Ei-lo, como era de inteira justiça eleitoral – um governo do PS com o apoio de uma clara maioria parlamentar de esquerda. Não sendo o futuro uma certeza é pelo menos certo que os políticos e a política passarão a ser outros já amanhã. Mas perguntar-se-ia: é bom mudar quando há tantas razões para recear a mudança? Sim, se mudança significar o fim da política de desconfiança sobre os cidadãos e as suas escolhas, caso lhes calhasse ter algum rendimento disponível para poderem fazer escolhas. Sim, a austeridade tinha este fundo, algo ofensivo, de menorização dos cidadãos. E ainda sim, porque, além das políticas, importava conter os seus protagonistas e a atitude radicalizada – guiada pela convicção e pelo preconceito, fossem quais fossem as consequências que deles seguissem – que escolheram como modo de estar na sua fraca defesa do bem comum e do interesse nacional. Não é possível, aliás, dissociar uma avaliação da maneira como a direita governou o país durante 4 anos de uma avaliação da maneira como tem reagido aos resultados eleitorais de 4 de outubro. Sempre a mesma forma radicalizada de afirmar a sua importância política e de destituir de quaisquer direitos uma alternativa, por mais esboçada que seja.

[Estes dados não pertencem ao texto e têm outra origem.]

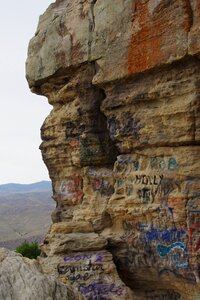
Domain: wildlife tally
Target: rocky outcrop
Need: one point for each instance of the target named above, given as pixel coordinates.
(22, 279)
(122, 145)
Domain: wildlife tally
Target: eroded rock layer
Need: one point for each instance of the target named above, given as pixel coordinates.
(122, 145)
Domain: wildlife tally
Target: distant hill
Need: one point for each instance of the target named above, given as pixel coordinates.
(25, 212)
(32, 187)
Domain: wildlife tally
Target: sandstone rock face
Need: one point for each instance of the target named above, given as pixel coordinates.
(22, 279)
(122, 145)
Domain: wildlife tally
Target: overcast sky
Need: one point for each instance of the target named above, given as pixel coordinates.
(21, 112)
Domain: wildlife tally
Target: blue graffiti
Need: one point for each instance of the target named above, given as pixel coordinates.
(136, 165)
(172, 164)
(189, 276)
(165, 235)
(98, 288)
(165, 250)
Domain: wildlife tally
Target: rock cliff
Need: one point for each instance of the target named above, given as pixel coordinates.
(122, 145)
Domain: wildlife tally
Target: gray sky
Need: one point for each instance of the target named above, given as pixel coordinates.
(21, 112)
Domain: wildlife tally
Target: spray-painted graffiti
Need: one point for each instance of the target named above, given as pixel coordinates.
(103, 186)
(165, 235)
(101, 289)
(163, 164)
(165, 250)
(96, 257)
(82, 266)
(162, 295)
(188, 276)
(71, 189)
(194, 238)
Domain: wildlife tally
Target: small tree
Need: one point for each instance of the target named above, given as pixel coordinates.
(29, 250)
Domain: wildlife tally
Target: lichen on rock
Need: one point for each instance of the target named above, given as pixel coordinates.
(121, 145)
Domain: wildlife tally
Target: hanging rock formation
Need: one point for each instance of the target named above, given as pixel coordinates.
(122, 145)
(22, 279)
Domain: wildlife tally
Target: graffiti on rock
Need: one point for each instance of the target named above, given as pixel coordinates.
(101, 289)
(164, 250)
(71, 189)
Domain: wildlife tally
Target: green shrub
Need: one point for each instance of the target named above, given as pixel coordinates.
(29, 250)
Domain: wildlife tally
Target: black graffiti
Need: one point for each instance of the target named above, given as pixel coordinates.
(63, 269)
(101, 289)
(148, 180)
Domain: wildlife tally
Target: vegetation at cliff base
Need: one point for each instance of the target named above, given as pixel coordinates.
(31, 250)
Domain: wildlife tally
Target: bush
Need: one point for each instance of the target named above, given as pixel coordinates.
(29, 250)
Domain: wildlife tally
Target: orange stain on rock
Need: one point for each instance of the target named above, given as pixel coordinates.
(145, 44)
(156, 39)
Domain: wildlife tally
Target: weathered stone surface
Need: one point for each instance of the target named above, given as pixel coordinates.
(122, 145)
(22, 279)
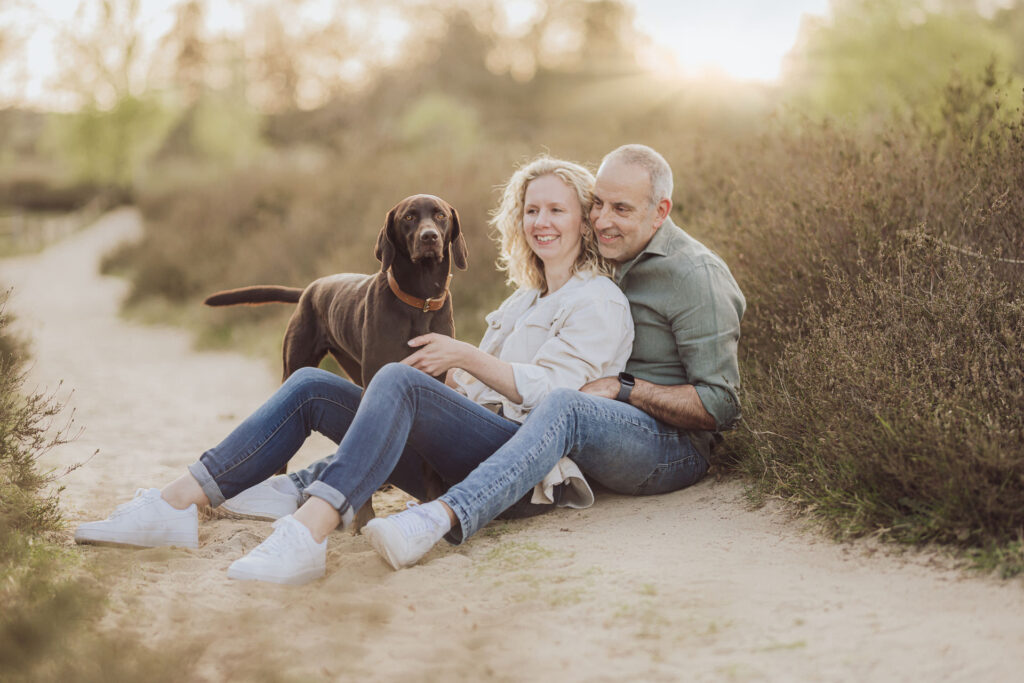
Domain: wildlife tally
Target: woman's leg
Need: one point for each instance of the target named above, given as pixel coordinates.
(402, 411)
(406, 411)
(309, 400)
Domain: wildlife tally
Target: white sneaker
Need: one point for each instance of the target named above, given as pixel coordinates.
(267, 500)
(288, 556)
(146, 521)
(404, 538)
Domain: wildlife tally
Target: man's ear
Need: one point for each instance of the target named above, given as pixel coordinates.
(385, 242)
(459, 250)
(664, 208)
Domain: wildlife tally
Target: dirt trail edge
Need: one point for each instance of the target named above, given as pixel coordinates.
(690, 586)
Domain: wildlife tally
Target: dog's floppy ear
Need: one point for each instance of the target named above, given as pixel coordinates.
(385, 242)
(459, 250)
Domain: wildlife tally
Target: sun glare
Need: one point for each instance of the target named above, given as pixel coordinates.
(742, 40)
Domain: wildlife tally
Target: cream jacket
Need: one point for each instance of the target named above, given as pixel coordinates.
(580, 333)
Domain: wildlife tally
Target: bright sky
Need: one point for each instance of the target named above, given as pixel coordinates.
(744, 39)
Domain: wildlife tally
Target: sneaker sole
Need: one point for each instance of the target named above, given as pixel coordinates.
(297, 580)
(233, 514)
(113, 539)
(378, 535)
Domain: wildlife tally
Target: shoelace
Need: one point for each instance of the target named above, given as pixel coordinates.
(415, 520)
(279, 542)
(135, 503)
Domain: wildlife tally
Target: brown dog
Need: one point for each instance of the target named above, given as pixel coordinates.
(365, 322)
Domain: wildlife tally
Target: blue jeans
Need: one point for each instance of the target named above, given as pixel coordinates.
(615, 444)
(385, 434)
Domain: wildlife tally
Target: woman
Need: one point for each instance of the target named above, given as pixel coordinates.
(566, 324)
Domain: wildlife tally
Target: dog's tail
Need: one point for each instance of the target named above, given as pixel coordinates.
(255, 295)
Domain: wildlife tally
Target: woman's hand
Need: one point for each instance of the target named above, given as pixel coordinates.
(437, 353)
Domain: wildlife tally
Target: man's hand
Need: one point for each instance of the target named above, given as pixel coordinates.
(606, 387)
(677, 404)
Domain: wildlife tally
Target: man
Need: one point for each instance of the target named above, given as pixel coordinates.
(650, 430)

Mas um governo de PS que é de esquerda – o que não é uma sequência autoevidente – sabe, à partida, que está condenado a governar contra o sistema. Não tem de significar isso, contudo, um beco sem saída que levasse o XXIº governo constitucional e os partidos de esquerda que o apoiam (shame on you!) a engolir, uns atrás dos outros, sapos austeritários, e a fazer, no fundo, salvas as aparências, a mesma coisa que a direita diz ser inevitável. Por exemplo, a consolidação orçamental ter de se fazer, no essencial, à custa do rendimento dos trabalhadores, recusando confiar o rendimento justo ao trabalho e confiar que dele se seguirão escolhas razoáveis, com que se formarão estímulos para um mercado sustentável.

Uma governação de esquerda para este nosso país tão massacrado não pode cair no engodo de se sentir dentro de uma camisa de sete varas. É necessária toda uma mudança de perspetiva, que de raiz veja os desafios centrais de outra maneira. É essa a inspiração que a governação vai precisar para ter futuro. Que desafios são esses? Reabilitar uma social-democracia que combata convincentemente as desigualdades sociais como modelo de desenvolvimento para o país. Combater as múltiplas exclusões que o país enfrenta e que assim só debilitam a sua capacidade de as enfrentar. Defender para a Europa a visão esclarecida – de inclusão e desenvolvimento – que se defende para Portugal mas que dependerá sempre do que ali se escolher fazer. Estes são os pontos cardeais para a mudança.

Se um governo PS genuinamente de esquerda tem significado no contexto europeu é como um grande ponto de viragem de dentro e sem remissões. Há que governar contra o sistema, mas mobilizando o próprio sistema para a sua viragem.